TV news programs took the cue from the protestors and cranked up the volume. The victim had been sexually assaulted with an iron rod, and the female anchor on NDTV the following day led into a special focus on rape with this: “Words really are inadequate to describe the depravity, the brutality” of the crime. Angry protestors in central Delhi were soon tear-gassed by police, and that, too, was covered.
Soon the numbers swelled to thousands, egged on by outrage and television cameras in the biting winter of Delhi. TV news anchors skewered politicians on prime time. The young and the restless of India’s cities railed on the Internet, and used Twitter and Facebook to organize more protests. Formidable journalists and writers, many of them women, lashed out at India’s “culture of misogyny” in the pages of newspapers and magazines. In an essay for Outlook magazine, headlined “Breaking the Indian Penile Code,” Meena Kandasamy framed the problem this way: “The endless discourses of the elite point fingers everywhere: except at the real cause, which is the cultural sanction of rape in India.”

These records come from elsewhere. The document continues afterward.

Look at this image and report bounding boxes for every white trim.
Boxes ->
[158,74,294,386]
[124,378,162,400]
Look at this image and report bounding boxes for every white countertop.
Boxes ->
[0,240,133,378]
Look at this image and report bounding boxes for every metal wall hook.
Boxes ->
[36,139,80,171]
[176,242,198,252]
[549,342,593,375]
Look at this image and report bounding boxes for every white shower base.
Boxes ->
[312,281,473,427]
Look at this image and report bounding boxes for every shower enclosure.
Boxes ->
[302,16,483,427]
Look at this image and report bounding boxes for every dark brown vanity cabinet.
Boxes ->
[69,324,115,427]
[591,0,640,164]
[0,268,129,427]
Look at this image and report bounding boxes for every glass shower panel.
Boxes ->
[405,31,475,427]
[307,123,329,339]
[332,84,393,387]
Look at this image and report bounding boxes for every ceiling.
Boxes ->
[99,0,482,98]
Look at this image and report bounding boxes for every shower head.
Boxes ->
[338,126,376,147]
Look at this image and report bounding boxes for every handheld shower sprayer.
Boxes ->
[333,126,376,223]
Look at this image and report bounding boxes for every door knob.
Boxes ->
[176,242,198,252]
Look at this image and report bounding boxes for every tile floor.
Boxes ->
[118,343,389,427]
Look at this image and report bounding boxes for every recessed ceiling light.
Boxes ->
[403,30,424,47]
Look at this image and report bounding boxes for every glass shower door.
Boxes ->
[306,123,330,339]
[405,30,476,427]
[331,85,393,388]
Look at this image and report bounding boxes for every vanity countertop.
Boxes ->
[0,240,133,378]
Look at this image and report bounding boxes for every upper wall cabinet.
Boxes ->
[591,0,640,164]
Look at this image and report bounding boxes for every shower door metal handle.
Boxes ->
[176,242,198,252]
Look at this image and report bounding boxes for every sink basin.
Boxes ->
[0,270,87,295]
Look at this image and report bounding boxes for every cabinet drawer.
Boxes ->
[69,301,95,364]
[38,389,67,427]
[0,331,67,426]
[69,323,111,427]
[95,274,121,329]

Largely due to such pressure, things moved quickly: The perpetrators were quickly arrested by a normally inept police force and the judicial proceedings moved to a fast-track court—this in a country where the conviction rate in rape cases is abysmally low. A high-powered commission suggested radical reforms for gender justice. The government approved the death penalty for rapists. And late last month, a headline from India’s annual budget was the establishment of a $200 million fund for programs for the safety of women—a tribute to the Delhi rape victim and called Nirbhaya, or “Fearless.” On March 11, the young man alleged to have been the leader of the pack that raped her was found hanging in his prison cell, from a noose made of bedclothes. The police said it was suicide, though his lawyer and relatives disagree.
It was part journalism, part activism, and it had the nation riveted. The foreign
media got into the act too, making the rape on a Delhi bus the one Indian story the world will remember from 2012.
In India, the media talks about sexual matters in hushed tones, reflecting a people caught between binding taboos and a fast economic adventure that is knocking impatiently at the door of orthodoxy. A young, tech-savvy generation (India’s median age is 25) is pushing to control the discourse—against an entrenched older group, essentially their parents’ generation.
Driven by a growing service sector, India’s urban growth has opened up economic opportunities for women, long treated as second-class citizens in an agricultural society. The struggle between villages and cities, between the old and the new India, and between old and new conventions in the Indian media—all were on full display in the coverage of the Delhi rape.
Quaint euphemisms abound in print, like “outraging the modesty of a woman,” for sexual assault, or “eve-teasing,” for sexual harassment. Indian society and media often focus on the “shame” of the rape victim, rather than on the crime. As Heather Timmons, editor of the India Ink blog in the global edition of The New York Times, pointed out, regular drawn illustrations for rape stories “almost inevitably” depict a “shamed woman. Sometimes, this woman also happens to be somewhat scantily clad.”
Indian law prevents the press from naming a rape victim, to “protect her reputation.”